Objective-CS and the llvm-objcs Toolchin#
Dragon ships with builtin integration for the llvm-objcs toolchain and the Objective-CS hooking language.
It provides wrappers, utilities, and commands that help set up the toolchain and get autocomplete, editor support, etc working with clangd.
A companion extension for vscode exists at [LINKHERE]
Adding support to a project should be fairly drop-in. Projects using Objective-CS can still use logos, they will just need to be in separate files for autocomplete, etc to work.
Objective-CS#
Objective-CS is an extension of Objective-C designed to provide easier integration with hooking APIs than working in purely Objective-C.
By building our language directly within llvm as opposed to via a preprocessor (logos), we gain access to a large amount of existing tooling that already supports LLVM.

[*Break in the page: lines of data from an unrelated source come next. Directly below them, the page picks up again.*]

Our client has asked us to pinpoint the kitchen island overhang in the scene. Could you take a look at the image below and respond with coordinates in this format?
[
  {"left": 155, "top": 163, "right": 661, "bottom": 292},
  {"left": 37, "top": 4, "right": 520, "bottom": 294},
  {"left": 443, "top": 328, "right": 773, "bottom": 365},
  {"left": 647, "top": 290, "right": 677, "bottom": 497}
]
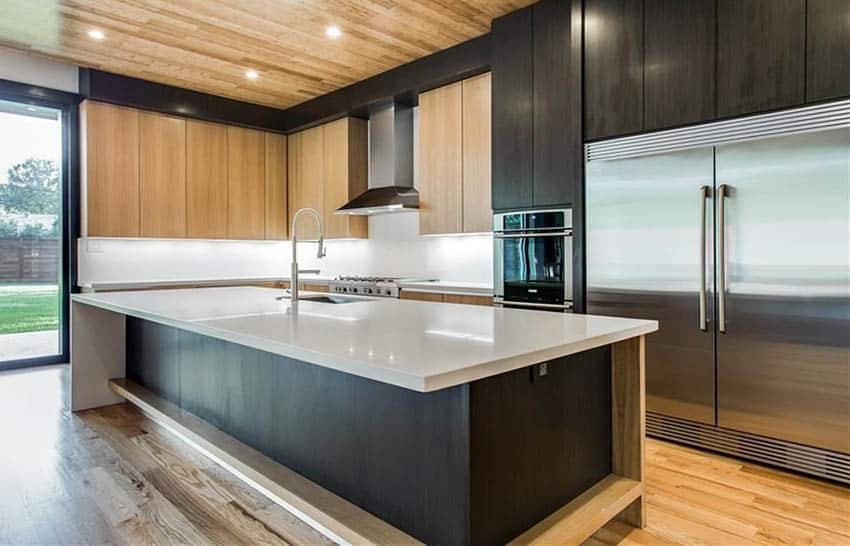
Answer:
[{"left": 72, "top": 288, "right": 657, "bottom": 544}]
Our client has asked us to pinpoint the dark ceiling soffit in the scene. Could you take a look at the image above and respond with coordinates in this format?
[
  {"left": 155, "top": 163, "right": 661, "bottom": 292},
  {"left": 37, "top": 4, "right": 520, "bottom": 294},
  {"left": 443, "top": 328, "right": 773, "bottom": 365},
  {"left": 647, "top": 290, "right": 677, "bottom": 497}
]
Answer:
[
  {"left": 0, "top": 79, "right": 82, "bottom": 105},
  {"left": 80, "top": 33, "right": 491, "bottom": 133},
  {"left": 80, "top": 68, "right": 286, "bottom": 132},
  {"left": 285, "top": 33, "right": 491, "bottom": 132}
]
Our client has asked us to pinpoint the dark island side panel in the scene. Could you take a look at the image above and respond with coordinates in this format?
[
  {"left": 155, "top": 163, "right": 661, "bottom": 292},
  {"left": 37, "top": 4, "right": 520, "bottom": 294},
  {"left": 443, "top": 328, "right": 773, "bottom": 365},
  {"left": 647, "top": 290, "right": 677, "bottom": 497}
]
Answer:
[
  {"left": 126, "top": 317, "right": 611, "bottom": 545},
  {"left": 127, "top": 317, "right": 469, "bottom": 544},
  {"left": 469, "top": 346, "right": 612, "bottom": 544}
]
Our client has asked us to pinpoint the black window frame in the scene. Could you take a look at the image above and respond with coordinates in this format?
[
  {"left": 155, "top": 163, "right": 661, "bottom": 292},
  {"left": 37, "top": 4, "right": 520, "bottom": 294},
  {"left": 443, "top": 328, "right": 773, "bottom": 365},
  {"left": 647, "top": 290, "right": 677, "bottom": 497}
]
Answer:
[{"left": 0, "top": 79, "right": 83, "bottom": 371}]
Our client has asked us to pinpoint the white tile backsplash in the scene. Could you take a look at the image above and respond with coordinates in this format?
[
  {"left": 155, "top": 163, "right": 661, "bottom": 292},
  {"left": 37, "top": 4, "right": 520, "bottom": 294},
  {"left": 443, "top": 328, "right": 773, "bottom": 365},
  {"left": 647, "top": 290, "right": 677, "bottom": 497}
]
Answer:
[{"left": 78, "top": 213, "right": 493, "bottom": 284}]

This allows autocomplete, inline error messages/help/suggestions, and the myriad other clangd features to work within Objective-CS files.
File Extension#
Currently, Objective-CS just adds support directly into Objective-C code, so you use the same .m or .mm extension as regular objc. Eventually it may be gated or aliased to .mx/.mmx.
Basic Syntax#
The following code block demos the full current featureset of Objective-CS
// Predeclaring the interface for what we're hoooking isn't required,
// but it allows us to:
// autocomplete hook selectors
// access ivars of the class we're hooking
// declare new methods we want to add
@interface SBIconView : UIView
{
BOOL _allowsLabelArea; // Declare ivars we want to "hook" (access) here
CGFloat _iconImageAlpha; // This replaces the need for swapping to ObjC++ and wrangling the MSHookIvar API.
}
-(void)configureForLabelAllowed:(BOOL)allowed;
@new
-(void)myAwesomeNewInstanceMethod;
@end
// If you've already imported a header for a given class (from a patched SDK that has proper headers),
// you can instead declare a category ( `@interface SBIconView ()` ) and still utilize these features.
// This accomplishes the same thing in terms of
// applying new methods, accessing ivars that maybe didn't exist in the header you imported, etc.
// --
@group iOS13Plus
@hook SBIconView
-(void)myAwesomeNewInstanceMethod
{
NSLog(@"Hello from Objective-CS!");
}
-(void)configureForLabelAllowed:(BOOL)allowed
{
@orig(NO);
_allowsLabelArea = NO;
_iconImageAlpha = 0.5;
[self myAwesomeNewInstanceMethod];
}
@end
@end
#ifndef kCFCoreFoundationVersionNumber_iOS_13_0
#define kCFCoreFoundationVersionNumber_iOS_13_0 1665.15
#endif
// This is a manually declared constructor. This is not required if you are not using groups.
// You *will* need to use one if you are using groups, as all groups must be initialized for their hooks to be applied.
// _eventually,_ something like @ctor (analogous to logos' %ctor) may be added.
__attribute__((constructor))
void initFunc(void)
{
if (kCFCoreFoundationVersionNumber >= kCFCoreFoundationVersionNumber_iOS_13_0){
@init(iOS13Plus);
// initialize multiple groups: @init(myGroup, mySecondGroup, andSoOn);
}
}
Future#
Plans exist to add support for: * @hookf(FunctionName) * @ctor{} * @subclass
This is a hobby project with one developer, so there is no timeframe on these plans :)
llvm-objcs#
LLVM-objcs is a fork of Apple’s LLVM that supports compiling Objective-CS code.
It aims to support the same featureset as apple-llvm, however modules have been an undocumented pain to compile support for, so the currently distributed binaries do not yet support them (i.e. @import UIKit;. Just import headers normally for now).
Builds are available in arm64 and x86_64 form for macOS, <upcoming> linux, and iOS (iOS is arm64 only, silly)</upcoming>
Installing#
dragon lo setup will download and install the appropriate toolchain for your system.
It will also be automatically installed if a DragonMake project declares it as required, and it isn’t already installed.
Manually#
Download or build the appropriate toolchain and extract/install it in ~/.dragon/llvm-objcs. The directory structure should be as follows:
serket@prospit ~ % tree ~/.dragon/llvm-objcs -L 1
/Users/serket/.dragon/llvm-objcs
├── bin
├── include
├── lib
├── libexec
└── share
After that you’re good to go.
Future#
As this toolchain was built off of llvm-17, it does not support arm64e libraries injected into arm64e processes for pre-iOS 14 devices.
This is an issue with all toolchains post llvm-12, and workarounds are being looked into.